Catenaccio – Italian

The Italian style of play, catenaccio (“kate’natto”) is actually an Italian word meaning “door-bolt”. Originally this system came from an Austrian coach named Karl Rappen way back in the 1930’s but was adopted by the great Italian coach Nereo Rocco in the 1950’s. He used this style to great success with teams Triestina and AC Milan. Many people confuse Catenaccio with a “parking the bus” strategy. However, this couldn’t be further from the truth. The entire system relies on a great “sweeper” located behind a strong defensive backline. If a team has creativity and a “sweeper” that can produce devastating counter attacks, this style of play is very difficult to defeat. It is still greatly utilized by the Italian National team today.

Gegenpressing – German

A German style of play called gegenpressing has gained recent popularity with the success of German coach Jürgen Klopp at Liverpool. The word gegenpressing comes from the term “counter-pressing”, however this style of play is not what you think. You would assume it has everything to do with “counter-attacking” This is not the case. The key to gegenpressing is the relentless desire to win the ball back after you lose possession, instead of backing off.
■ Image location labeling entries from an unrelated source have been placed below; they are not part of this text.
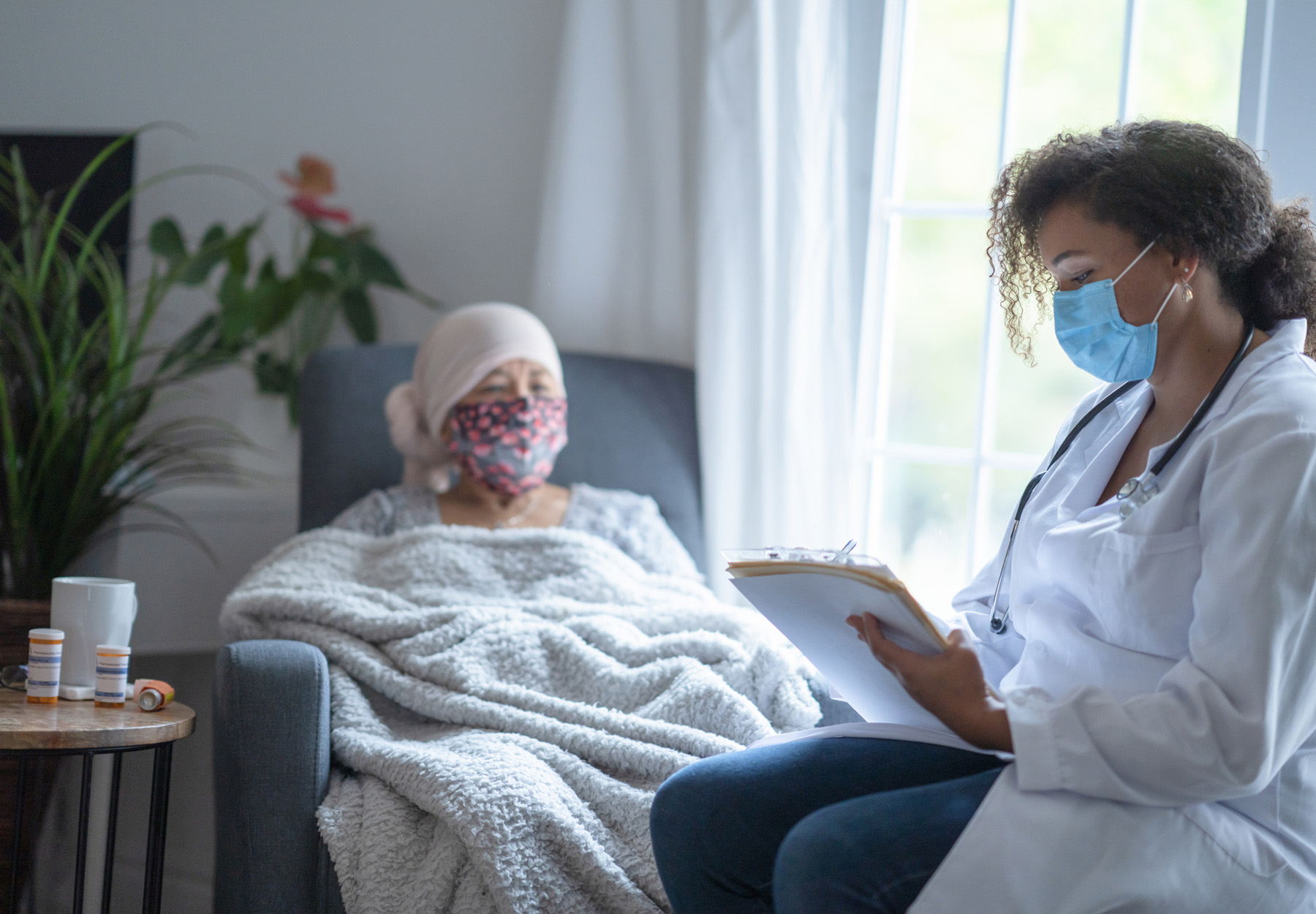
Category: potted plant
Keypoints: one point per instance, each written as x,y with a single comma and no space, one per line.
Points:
79,376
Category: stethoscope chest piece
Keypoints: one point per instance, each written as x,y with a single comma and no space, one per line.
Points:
1133,494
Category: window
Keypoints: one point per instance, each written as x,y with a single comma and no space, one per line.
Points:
956,422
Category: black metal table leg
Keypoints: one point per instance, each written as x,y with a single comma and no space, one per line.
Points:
83,815
15,855
110,834
156,830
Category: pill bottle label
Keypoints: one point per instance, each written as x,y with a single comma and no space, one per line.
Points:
111,676
44,660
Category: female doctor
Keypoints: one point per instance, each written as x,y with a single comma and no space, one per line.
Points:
1149,622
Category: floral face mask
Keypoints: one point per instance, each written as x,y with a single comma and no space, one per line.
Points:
510,445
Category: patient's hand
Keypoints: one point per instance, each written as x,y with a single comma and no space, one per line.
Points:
949,684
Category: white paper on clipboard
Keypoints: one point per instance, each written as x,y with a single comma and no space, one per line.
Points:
811,610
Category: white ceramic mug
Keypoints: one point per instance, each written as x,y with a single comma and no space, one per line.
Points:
91,611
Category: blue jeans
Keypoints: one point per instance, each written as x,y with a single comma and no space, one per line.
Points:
842,826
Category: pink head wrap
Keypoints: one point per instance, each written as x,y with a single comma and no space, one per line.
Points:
458,352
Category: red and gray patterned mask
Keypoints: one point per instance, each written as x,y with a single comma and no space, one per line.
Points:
510,445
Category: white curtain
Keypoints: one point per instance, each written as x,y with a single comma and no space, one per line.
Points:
695,211
774,306
615,271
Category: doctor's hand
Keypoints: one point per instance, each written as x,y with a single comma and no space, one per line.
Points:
949,684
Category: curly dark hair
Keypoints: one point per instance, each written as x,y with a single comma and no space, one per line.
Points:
1190,186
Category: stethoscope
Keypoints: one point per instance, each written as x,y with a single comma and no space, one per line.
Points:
1135,493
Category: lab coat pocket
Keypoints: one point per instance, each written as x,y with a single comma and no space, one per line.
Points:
1146,603
1241,842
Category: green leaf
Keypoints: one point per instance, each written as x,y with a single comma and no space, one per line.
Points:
360,314
273,374
378,269
273,299
166,240
237,249
235,314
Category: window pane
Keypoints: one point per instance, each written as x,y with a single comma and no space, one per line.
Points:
1190,59
953,99
923,531
1032,401
940,297
1069,74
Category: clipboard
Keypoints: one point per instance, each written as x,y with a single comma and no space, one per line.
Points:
807,596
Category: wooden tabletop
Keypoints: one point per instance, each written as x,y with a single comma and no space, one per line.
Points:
83,726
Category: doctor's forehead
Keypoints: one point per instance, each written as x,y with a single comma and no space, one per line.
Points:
1067,232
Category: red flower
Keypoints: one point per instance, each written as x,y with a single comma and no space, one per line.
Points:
311,208
314,178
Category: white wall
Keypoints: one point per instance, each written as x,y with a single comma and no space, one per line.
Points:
436,113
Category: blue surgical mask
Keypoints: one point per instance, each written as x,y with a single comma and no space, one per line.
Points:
1095,336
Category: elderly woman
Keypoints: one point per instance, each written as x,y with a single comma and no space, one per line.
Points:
1140,651
480,427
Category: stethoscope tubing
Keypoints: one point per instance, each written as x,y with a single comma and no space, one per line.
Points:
998,616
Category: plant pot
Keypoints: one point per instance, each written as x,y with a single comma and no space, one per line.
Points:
16,618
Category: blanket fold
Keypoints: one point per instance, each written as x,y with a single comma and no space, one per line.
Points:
506,702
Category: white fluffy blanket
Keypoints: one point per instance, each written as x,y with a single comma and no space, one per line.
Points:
504,705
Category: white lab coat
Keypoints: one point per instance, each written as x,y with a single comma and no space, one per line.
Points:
1158,672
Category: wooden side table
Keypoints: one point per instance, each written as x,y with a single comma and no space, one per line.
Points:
67,728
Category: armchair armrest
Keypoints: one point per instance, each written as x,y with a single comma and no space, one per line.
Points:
271,771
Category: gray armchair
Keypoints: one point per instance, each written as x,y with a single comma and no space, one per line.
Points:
631,426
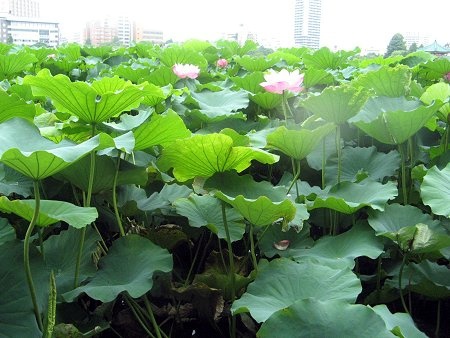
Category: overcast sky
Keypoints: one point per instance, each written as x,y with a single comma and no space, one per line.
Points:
346,24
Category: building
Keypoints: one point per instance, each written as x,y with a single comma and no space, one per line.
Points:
417,38
307,17
20,8
28,31
100,32
142,33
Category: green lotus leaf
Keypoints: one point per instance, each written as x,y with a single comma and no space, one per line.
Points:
254,64
162,76
164,199
14,106
359,241
16,311
162,130
179,54
401,324
438,91
425,278
314,76
361,162
137,259
297,143
14,63
322,318
50,212
7,232
337,104
13,182
24,149
267,100
282,282
250,82
387,81
396,216
393,120
61,256
275,241
205,211
435,190
104,172
324,58
205,155
92,103
348,197
216,106
261,211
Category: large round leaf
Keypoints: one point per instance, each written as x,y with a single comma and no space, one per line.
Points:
321,318
93,103
282,282
205,211
359,241
129,266
50,212
25,150
16,310
205,155
393,120
435,190
337,104
297,143
348,197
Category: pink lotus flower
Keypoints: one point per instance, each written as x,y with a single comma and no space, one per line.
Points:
278,82
222,63
447,76
186,71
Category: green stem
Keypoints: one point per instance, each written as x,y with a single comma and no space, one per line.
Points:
232,270
403,175
116,209
400,275
26,254
378,278
87,203
323,163
296,172
252,249
152,317
136,314
339,152
438,320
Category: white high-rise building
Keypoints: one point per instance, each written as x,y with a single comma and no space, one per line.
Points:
20,8
307,16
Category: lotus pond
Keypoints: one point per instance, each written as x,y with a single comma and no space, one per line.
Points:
223,190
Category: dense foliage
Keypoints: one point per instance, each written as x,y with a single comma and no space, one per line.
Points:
202,190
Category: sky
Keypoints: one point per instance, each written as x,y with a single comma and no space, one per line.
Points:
346,24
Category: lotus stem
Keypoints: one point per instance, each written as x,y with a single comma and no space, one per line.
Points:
400,275
26,255
87,203
339,152
323,163
438,320
403,174
116,209
252,248
296,172
232,270
152,317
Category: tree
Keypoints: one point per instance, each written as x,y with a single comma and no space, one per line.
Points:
397,43
413,47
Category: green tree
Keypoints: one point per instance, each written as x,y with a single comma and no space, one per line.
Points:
413,47
397,43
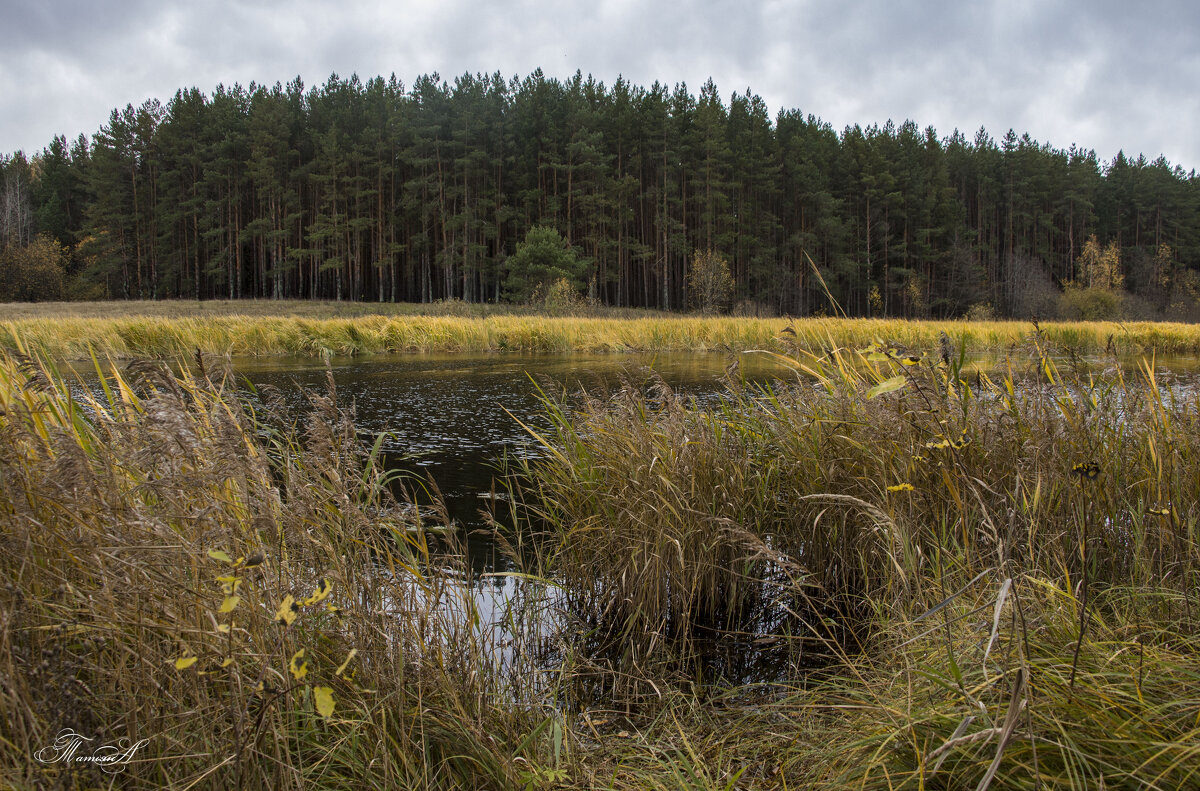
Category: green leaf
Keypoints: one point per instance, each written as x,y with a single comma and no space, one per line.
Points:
323,696
887,385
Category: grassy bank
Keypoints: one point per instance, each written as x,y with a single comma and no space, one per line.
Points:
173,329
961,582
970,582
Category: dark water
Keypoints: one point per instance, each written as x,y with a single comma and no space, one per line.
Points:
448,417
451,419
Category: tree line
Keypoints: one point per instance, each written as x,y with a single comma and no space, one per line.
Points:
379,191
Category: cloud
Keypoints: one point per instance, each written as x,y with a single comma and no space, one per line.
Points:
1107,76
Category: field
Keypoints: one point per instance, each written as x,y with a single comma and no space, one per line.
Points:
961,580
123,330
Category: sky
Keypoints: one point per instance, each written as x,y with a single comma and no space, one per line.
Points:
1099,75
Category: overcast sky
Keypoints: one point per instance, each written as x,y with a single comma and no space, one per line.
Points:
1104,76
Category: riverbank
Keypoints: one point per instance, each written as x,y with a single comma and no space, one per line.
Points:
123,330
969,583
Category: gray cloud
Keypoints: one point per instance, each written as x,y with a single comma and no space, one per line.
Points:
1101,75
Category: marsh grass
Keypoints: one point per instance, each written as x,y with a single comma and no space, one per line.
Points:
960,580
982,581
181,569
124,330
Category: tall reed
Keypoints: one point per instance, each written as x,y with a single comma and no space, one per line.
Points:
984,580
238,588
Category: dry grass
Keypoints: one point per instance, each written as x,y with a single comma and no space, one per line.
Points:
997,579
964,581
124,330
131,517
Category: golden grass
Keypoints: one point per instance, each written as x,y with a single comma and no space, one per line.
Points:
987,612
125,330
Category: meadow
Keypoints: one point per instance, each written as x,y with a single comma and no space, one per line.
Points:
168,329
965,579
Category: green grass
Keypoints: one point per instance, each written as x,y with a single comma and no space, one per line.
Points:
967,581
123,330
982,570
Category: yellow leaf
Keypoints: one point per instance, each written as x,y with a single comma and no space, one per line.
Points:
323,589
298,666
287,611
348,658
324,699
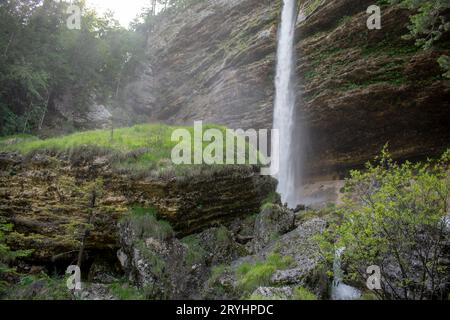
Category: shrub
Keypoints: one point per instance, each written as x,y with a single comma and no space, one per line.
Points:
395,217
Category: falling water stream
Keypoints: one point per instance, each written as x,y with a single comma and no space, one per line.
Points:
287,167
284,110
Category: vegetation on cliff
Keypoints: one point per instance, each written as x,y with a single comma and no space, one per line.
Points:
396,217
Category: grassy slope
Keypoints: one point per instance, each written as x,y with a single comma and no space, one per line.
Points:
139,148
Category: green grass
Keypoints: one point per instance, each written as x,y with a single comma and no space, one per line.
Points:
137,149
304,294
253,275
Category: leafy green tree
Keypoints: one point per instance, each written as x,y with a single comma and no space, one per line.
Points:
395,217
428,24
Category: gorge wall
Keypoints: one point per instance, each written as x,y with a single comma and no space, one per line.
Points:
362,88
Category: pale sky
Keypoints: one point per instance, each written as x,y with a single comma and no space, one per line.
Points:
124,10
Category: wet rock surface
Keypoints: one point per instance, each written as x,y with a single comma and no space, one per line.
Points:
358,89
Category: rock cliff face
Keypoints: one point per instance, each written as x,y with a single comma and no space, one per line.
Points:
358,88
48,199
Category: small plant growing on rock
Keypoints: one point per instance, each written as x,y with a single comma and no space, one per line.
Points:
253,275
301,293
396,217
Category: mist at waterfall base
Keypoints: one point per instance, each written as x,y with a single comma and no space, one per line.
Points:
288,146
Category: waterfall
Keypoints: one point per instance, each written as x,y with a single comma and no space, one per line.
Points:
284,110
341,291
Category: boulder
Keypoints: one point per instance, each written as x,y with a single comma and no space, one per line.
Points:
271,223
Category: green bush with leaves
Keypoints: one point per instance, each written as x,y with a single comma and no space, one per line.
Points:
396,217
428,24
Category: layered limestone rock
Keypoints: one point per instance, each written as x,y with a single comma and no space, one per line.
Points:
48,199
358,89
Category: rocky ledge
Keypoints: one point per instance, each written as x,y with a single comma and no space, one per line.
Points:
58,203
Your team must be in peak physical condition in order to play this style of football. It’s kind of like a tactical “blizkrieg” approach but only initiated after you lose the ball.

Tiki-Taka – Spanish

You could say the Spanish style of play, tiki-taka is in fact a relatively new philosophy. It original began to take form at Barcelona FC in the 80′ and 90’s, was adopted by the Spanish National team in 2006 and ultimately perfected by Pep Guardiola. Tiki-taki involves quick one-two passes with a heavy focus on midfield players that keep possession of the ball at all costs. Unless you live under a rock you’ve probably heard of Leonel Messi. Players like Leo thrive under this style because of their incredible ability to pass the ball. It’s essentially like playing “keep away” until you see a perfect moment to score a goal.

Picture of the the greatest player of all time, Leo Messi.
The GOAT Leo Messi

Zona Mista – Italian

It would not be controversial to say that the Italian style of play catenaccio gave birth to a more modern version in a tactic called zona mista. This style of play relies on two major aspects. First, the defense is zone marking, not man to man like catenaccio. Second, the sweeper, attacking full-back and winger all play essential roles in a more aggressive style of offense and counter attacking. Where as in catenaccio a sweeper may create plays from only the back and rarely the front line. The most successful modern Italian teams have adopted the zona mista philosophy.

English Football: Relentless Attacking

It’s fair to say the English style of play is extremely physical and relies on hard work by relentlessly attacking opponents. Teams must be technically sound and limit defensive mistakes in order to create opportunities for as many shots on goal as possible. You’ll often see English teams shoot from distance, score from set pieces and play high lobs across the box. Anything to score a goal. Everything but the “kitchen sink” some would say. There may not be a name for this philosophy but some say it should be called “the way of the warrior”. That name is quite fitting.